The New York Times (December 22, 2006) reported that Italian law “does not allow anyone to assist in a death, even by consent. Two recent legal decisions on Mr. Welby’s case questioned the legality of a doctor detaching life support, while upholding Mr. Welby’s right to decline treatment.”
Emma Bonino, a leader in the Radical Party, of which Mr. Welby was a member, said: “Piergiorgio Welby did not invent a phenomenon. He gave a voice to a reality — voice, body, suffering — to a reality that exists, and to which it is more simple, if more cruel, to close one’s eyes.”
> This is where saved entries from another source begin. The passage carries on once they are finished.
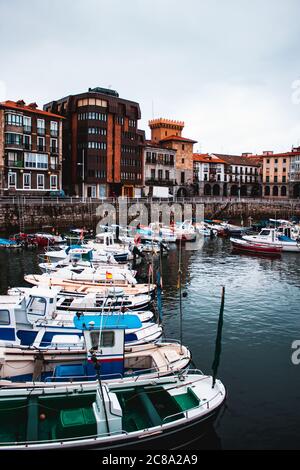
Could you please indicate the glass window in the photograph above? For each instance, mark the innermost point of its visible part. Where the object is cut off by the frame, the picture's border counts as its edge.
(37, 306)
(4, 317)
(40, 182)
(26, 181)
(36, 160)
(107, 339)
(14, 119)
(53, 182)
(41, 123)
(13, 139)
(12, 180)
(27, 122)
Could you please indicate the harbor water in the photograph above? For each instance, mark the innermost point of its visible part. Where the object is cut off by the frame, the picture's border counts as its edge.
(261, 320)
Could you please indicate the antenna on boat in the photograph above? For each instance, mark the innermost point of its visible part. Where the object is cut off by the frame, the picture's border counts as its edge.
(218, 346)
(97, 368)
(180, 291)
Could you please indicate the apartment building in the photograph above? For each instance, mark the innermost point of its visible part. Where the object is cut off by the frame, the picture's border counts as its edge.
(30, 149)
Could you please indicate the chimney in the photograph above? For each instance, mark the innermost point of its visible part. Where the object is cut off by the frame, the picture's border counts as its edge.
(32, 105)
(20, 103)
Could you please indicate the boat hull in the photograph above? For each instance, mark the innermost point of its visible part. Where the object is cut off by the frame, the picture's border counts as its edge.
(173, 437)
(255, 248)
(292, 247)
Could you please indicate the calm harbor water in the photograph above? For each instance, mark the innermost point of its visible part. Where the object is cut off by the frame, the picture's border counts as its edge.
(261, 319)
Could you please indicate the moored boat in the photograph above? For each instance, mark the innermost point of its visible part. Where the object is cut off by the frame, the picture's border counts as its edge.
(139, 414)
(255, 248)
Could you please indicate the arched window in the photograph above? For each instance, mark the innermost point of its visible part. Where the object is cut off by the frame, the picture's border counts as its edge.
(207, 190)
(216, 190)
(243, 190)
(234, 190)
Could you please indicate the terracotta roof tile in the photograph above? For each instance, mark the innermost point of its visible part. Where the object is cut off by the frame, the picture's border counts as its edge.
(13, 105)
(178, 138)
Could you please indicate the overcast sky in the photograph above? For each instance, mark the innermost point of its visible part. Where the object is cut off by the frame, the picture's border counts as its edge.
(229, 68)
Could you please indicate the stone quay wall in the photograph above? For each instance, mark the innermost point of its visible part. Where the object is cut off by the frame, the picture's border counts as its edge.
(25, 214)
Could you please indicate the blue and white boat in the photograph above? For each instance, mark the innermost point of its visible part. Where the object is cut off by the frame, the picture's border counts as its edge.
(6, 243)
(103, 343)
(36, 322)
(270, 236)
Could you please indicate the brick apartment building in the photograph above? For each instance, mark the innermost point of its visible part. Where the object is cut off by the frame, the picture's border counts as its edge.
(102, 145)
(30, 149)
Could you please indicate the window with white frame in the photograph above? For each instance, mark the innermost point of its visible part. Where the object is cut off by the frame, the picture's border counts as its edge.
(36, 160)
(27, 122)
(41, 126)
(53, 145)
(13, 119)
(13, 139)
(53, 182)
(12, 180)
(40, 181)
(26, 181)
(54, 128)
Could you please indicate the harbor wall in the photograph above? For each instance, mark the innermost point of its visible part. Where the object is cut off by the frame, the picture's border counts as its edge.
(30, 215)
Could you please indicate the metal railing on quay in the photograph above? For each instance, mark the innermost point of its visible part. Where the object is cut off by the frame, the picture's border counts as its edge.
(47, 200)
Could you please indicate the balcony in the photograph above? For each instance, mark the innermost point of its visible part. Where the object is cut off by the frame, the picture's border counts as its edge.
(295, 176)
(14, 145)
(54, 167)
(159, 182)
(15, 163)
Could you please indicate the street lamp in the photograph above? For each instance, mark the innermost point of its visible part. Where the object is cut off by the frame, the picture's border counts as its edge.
(82, 164)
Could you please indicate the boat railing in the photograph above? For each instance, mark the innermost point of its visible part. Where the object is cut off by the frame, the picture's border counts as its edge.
(135, 375)
(206, 403)
(65, 440)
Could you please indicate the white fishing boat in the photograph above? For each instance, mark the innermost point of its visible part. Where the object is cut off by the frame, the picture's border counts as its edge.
(111, 299)
(270, 236)
(104, 242)
(80, 274)
(80, 254)
(157, 232)
(63, 361)
(34, 322)
(185, 231)
(157, 412)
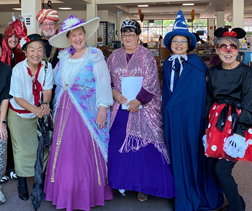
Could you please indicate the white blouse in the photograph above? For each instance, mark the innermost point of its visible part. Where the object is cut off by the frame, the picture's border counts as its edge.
(101, 75)
(21, 85)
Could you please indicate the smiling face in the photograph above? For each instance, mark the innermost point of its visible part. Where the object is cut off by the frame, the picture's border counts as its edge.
(49, 28)
(34, 52)
(179, 45)
(77, 38)
(130, 40)
(227, 52)
(13, 41)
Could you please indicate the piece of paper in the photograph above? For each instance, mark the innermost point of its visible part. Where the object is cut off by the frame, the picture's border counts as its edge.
(131, 86)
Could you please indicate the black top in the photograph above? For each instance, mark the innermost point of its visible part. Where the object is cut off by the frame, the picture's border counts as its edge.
(55, 59)
(233, 85)
(5, 77)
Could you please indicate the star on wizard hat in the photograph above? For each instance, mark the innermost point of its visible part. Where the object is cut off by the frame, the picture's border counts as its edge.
(180, 28)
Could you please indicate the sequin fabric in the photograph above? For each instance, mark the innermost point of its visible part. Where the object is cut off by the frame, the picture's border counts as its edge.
(145, 126)
(82, 92)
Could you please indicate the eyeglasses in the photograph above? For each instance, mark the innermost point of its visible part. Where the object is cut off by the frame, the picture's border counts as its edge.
(46, 24)
(128, 35)
(182, 42)
(228, 47)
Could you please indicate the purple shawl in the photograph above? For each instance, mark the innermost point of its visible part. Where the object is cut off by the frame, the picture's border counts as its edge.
(145, 126)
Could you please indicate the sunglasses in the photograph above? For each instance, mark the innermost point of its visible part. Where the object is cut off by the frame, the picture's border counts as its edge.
(227, 47)
(183, 42)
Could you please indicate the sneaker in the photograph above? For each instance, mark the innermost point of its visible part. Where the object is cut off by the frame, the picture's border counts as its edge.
(2, 198)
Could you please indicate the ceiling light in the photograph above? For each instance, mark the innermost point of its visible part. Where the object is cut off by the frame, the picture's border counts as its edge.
(188, 4)
(144, 5)
(64, 8)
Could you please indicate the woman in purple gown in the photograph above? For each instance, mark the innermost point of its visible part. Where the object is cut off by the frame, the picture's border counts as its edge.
(137, 156)
(76, 175)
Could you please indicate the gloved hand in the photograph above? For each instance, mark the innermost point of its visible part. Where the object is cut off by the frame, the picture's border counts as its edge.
(204, 142)
(235, 146)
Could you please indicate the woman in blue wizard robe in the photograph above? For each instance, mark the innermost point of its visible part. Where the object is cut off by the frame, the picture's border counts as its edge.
(183, 105)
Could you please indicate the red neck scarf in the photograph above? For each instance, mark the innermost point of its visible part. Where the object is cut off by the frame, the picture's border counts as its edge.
(36, 86)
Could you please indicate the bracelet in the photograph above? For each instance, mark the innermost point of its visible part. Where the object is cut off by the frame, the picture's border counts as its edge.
(46, 104)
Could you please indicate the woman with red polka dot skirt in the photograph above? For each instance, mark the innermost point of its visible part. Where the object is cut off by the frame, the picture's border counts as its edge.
(228, 115)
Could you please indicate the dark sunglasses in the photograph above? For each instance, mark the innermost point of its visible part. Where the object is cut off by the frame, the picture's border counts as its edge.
(228, 47)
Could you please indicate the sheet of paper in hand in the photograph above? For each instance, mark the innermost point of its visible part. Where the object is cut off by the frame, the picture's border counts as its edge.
(131, 86)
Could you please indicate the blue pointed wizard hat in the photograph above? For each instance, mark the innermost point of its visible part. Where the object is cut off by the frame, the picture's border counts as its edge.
(180, 28)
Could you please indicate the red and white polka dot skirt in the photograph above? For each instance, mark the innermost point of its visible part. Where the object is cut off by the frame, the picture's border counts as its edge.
(216, 138)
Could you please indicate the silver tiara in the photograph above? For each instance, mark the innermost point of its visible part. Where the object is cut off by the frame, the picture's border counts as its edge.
(128, 23)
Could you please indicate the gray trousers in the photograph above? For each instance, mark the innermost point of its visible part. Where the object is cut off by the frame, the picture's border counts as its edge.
(2, 157)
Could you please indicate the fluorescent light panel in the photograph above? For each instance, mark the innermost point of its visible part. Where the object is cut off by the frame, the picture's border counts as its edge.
(188, 4)
(144, 5)
(64, 8)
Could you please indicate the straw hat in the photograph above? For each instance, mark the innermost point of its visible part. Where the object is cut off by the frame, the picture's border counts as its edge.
(60, 40)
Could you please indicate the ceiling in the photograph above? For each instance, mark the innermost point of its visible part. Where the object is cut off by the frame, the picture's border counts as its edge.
(158, 9)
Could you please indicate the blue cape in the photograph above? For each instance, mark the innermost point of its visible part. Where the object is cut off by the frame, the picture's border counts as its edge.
(183, 113)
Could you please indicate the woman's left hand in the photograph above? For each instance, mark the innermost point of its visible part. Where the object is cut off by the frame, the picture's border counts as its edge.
(101, 117)
(3, 132)
(45, 109)
(134, 105)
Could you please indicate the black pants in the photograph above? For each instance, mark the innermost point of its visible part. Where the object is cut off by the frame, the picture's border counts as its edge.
(221, 171)
(10, 160)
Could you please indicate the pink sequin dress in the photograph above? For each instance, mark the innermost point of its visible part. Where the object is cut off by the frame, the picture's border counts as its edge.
(137, 155)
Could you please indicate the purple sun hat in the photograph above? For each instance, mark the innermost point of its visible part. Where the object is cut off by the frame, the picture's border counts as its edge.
(60, 40)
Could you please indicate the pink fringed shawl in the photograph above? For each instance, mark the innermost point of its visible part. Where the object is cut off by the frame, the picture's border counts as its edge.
(145, 126)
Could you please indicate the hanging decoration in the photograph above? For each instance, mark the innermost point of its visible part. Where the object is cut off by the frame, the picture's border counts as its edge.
(140, 15)
(193, 15)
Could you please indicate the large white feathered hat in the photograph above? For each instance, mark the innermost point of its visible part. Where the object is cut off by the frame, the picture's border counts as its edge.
(60, 40)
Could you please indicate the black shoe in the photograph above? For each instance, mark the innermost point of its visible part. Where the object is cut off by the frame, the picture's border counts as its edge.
(22, 189)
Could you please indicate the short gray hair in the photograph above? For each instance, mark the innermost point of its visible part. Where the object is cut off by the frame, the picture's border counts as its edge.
(218, 40)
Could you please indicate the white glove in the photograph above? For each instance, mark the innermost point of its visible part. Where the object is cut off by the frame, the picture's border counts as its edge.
(204, 142)
(235, 146)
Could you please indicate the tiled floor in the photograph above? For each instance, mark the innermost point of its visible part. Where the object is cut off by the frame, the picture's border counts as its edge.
(242, 173)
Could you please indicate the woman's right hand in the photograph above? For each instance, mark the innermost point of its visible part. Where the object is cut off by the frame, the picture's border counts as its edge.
(119, 97)
(3, 132)
(38, 112)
While I think that it’s morally wrong to willfully take the life of another human being, I don’t pretend to be able to speak for the individual patient who finds himself in that dilemma. As the Galician quadriplegic Ramón Sampedro wrote in Cartas desde el infierno (Letters from Hell): “I don’t speak for all quadriplegics. I speak for myself — Ramón Sampedro.”
As I wrote in my review of Mar Adentro (The Sea Inside): “The sea that rages deep within the soul touches upon that universal profound question of what constitutes a human life. For Ramón Sampedro the answer becomes clear. But for many viewers the answer will remain elusively hidden in the heart. Perhaps none of us can know it truly before his or her time.”